Three separate U.N. bodies (U.N. Human Rights Committee, U.N. Committee on Economic, Social and Cultural Rights and the U.N. Special Rapportuer on Housing) have told TransCanada to cease and desist and respect international covenants [William M. Cox, "Sever All Ties with TransCanada," Juneau Empire, 2010.03.31].

Review this detailed timeline of the trickery and abuse heaped on this small First Nations group by Canadian industry and by the governments of Alberta and Canada.

The United Nations Human Rights Committee has more than once declared that Canada's unfair policies and industrial exploitation of Lubicon land constitutes a violation of fundamental human rights. Amnesty International notes that oil extraction has had enormous impacts on wildlife and in just one generation has ruined the ability of the Lubicon to provide for themselves through hunting. The World Council of Churches recognized in 1983 that such destruction of traditional economy and violation of legal rights by the Alberta government and several multinational oil companies "could have genocidal consequences."

And here is TransCanada, building a big pipeline right across Lubicon land with little regard for the wishes or legal rights of the people who live there. Hmm... sound familiar, neighbors?
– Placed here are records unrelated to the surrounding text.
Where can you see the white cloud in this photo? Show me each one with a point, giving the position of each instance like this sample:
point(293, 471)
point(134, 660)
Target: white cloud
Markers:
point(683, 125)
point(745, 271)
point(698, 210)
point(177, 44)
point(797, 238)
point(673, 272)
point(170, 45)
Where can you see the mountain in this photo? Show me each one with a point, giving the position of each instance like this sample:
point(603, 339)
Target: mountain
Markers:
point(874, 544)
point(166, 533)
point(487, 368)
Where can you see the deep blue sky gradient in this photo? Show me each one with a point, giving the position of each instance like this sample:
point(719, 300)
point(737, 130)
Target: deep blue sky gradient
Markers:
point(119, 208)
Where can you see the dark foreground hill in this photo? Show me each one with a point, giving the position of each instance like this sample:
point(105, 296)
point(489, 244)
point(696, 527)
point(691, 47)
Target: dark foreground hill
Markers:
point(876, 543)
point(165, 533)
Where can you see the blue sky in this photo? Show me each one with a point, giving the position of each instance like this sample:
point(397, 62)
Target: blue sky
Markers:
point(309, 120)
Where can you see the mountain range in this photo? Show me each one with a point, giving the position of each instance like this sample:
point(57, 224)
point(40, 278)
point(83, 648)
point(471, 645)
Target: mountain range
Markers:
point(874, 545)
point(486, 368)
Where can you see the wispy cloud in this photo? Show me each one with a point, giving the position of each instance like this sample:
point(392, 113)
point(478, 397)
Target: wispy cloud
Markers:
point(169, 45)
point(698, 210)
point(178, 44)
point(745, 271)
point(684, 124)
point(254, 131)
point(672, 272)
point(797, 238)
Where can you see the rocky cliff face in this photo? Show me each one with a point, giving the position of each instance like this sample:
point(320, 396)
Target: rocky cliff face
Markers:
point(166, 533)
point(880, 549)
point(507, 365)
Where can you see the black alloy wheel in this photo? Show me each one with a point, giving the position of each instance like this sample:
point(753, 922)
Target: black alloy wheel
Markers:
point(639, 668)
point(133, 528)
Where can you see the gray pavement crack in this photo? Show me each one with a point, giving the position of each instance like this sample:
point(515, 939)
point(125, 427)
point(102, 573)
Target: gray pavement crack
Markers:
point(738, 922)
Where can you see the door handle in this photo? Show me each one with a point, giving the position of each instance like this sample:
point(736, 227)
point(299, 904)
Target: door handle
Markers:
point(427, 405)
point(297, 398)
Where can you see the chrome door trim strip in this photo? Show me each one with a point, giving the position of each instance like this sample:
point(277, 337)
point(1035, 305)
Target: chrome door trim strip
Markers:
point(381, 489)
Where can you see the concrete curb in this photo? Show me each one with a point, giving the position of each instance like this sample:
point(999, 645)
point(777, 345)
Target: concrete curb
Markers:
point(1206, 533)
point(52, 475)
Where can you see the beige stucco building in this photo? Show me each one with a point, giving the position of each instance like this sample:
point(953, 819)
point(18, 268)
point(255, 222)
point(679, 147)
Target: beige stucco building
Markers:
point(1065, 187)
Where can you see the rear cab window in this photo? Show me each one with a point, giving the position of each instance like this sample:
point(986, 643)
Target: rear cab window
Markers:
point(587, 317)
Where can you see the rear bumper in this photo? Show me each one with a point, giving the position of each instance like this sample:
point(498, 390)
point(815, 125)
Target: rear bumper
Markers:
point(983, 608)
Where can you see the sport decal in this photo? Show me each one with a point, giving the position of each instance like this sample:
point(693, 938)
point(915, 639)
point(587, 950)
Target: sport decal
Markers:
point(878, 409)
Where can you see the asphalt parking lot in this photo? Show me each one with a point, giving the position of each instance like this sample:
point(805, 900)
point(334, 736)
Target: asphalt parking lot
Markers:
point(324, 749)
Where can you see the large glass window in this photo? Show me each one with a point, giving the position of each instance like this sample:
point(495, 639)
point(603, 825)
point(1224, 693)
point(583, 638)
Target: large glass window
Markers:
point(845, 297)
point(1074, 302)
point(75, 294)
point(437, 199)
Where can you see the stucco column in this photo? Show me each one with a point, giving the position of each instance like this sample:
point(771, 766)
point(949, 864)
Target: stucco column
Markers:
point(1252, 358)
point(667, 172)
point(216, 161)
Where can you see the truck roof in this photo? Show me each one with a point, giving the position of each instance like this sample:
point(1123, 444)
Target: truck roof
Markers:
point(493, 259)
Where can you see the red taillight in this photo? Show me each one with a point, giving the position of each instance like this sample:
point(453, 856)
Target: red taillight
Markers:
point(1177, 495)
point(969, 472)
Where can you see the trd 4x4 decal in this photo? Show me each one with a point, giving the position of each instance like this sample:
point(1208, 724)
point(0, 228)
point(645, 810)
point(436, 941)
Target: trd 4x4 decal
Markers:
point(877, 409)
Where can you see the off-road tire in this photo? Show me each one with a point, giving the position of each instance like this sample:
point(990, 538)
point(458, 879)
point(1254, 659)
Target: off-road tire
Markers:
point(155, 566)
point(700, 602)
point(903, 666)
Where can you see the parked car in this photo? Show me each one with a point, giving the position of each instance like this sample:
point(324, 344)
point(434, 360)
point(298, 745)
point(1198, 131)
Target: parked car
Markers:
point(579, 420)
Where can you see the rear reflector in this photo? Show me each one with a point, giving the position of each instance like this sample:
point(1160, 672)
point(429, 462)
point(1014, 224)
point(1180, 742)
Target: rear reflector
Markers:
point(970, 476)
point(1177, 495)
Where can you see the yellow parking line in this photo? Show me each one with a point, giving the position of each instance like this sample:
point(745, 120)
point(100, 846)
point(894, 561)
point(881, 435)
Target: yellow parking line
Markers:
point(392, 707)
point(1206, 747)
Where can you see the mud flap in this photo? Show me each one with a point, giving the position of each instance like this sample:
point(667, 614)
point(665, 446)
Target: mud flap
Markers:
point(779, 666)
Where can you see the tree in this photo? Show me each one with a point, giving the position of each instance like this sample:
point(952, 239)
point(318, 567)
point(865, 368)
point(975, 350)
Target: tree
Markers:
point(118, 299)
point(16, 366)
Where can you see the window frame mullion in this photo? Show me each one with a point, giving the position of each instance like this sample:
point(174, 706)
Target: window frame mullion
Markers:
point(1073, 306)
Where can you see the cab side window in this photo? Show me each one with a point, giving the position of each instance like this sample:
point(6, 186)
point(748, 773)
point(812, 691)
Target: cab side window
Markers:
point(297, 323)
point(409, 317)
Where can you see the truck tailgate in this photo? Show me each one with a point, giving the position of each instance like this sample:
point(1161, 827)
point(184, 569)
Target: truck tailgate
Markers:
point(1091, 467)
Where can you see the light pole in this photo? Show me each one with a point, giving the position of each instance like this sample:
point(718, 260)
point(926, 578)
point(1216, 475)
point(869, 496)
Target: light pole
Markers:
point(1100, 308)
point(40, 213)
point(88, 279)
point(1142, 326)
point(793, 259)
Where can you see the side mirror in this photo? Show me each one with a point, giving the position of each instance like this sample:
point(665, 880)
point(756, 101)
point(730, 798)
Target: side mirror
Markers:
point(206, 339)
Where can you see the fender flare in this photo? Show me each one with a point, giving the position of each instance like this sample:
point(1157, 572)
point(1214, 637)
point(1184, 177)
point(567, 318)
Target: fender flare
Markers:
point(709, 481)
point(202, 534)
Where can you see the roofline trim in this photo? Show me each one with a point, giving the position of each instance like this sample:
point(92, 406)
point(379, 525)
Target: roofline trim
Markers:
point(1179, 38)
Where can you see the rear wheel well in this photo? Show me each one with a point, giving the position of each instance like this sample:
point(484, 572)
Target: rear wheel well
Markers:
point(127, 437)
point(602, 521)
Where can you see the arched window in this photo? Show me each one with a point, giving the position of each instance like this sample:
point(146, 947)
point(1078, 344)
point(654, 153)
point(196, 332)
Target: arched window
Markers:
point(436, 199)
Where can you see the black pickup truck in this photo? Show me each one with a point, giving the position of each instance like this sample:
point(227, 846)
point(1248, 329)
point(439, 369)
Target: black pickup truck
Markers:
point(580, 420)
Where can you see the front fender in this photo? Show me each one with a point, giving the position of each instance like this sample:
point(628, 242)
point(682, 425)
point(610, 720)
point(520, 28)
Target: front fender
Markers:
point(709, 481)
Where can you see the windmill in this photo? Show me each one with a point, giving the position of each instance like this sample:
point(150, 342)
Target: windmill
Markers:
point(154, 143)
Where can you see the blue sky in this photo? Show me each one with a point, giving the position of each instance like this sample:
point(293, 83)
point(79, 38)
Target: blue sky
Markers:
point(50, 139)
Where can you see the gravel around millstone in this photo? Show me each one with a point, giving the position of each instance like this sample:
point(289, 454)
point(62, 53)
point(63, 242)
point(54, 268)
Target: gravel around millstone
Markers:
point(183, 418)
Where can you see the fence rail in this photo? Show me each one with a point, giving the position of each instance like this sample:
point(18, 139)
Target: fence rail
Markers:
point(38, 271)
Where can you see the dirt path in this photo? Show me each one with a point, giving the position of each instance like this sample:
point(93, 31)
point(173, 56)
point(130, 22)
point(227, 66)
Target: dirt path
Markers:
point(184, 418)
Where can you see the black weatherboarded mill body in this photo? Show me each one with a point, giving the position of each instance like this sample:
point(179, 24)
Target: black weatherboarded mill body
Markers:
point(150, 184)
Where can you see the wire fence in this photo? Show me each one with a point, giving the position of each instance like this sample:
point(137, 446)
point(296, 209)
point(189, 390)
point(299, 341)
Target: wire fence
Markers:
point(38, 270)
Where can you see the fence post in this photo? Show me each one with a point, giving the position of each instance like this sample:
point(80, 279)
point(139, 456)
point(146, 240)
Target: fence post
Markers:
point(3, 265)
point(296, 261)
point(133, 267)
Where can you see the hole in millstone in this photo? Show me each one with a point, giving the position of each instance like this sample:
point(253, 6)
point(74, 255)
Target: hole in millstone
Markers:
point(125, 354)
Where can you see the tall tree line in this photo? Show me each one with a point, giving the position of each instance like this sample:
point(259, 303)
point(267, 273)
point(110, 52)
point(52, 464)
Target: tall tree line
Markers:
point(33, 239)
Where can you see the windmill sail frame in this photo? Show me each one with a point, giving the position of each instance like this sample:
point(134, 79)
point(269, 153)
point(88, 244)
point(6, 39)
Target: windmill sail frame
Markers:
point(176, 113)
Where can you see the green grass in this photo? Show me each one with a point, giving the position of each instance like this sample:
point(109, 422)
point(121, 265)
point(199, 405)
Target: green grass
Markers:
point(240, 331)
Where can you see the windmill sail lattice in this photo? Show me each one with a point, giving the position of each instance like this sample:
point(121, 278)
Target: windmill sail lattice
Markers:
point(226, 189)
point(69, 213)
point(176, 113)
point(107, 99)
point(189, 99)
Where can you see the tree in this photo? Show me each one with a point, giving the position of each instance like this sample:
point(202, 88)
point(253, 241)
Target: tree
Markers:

TransCanada does acknowledge the Lubicon land claim... with two sentences:

TransCanada is aware the Lubicon Nation has outstanding land claim issues in the region of the project. While we continue to support and encourage the Lubicon Nation and all levels of government to reach a resolution to the land claim issue, we have no authority to resolve the issue ["North Central Corridor Pipeline Project," TransCanada.com, last updated 2010.02.02].

Nice. They claim no authority to resolve the land claim "issue"... but they'll happily exercise authority to exacerbate it by building a pipeline right across the disputed land.

So South Dakota plans to hand over millions of dollars in tax refunds to TransCanada, a company directly participating in environmental destruction and human rights abuses that some have gone so far as to call genocide. Perhaps our legislators should review the social investment laws they passed this winter. Perhaps they should consider this weekend's conversation about Dietrich Bonhoeffer. Perhaps we should think about the moral obligations we have to all native peoples in the spirit of the Year of Unity declared by our governor.

If we will pull money from companies contributing indirectly to human rights violations by generating revenue for evil governments in Iran and Sudan, we should act with stronger revulsion to withhold our money from an oil company committing direct human rights violations with its business practices.

Legislature, call a special session and revoke TransCanada's tax refunds. Public Utilities Commission, reject the lighter conditions TransCanada wants for Keystone XL... and while you're at it, revoke their permit.

2 comments:

  1. Perhaps you meant complicit rather than culpable?

    ReplyDelete
  2. Violated agreements with native tribes, ruined earthscapes, Canada, United States ... pretty much all the same, eh? We've a long way to go before we reach anything like a socialist utopia, yes?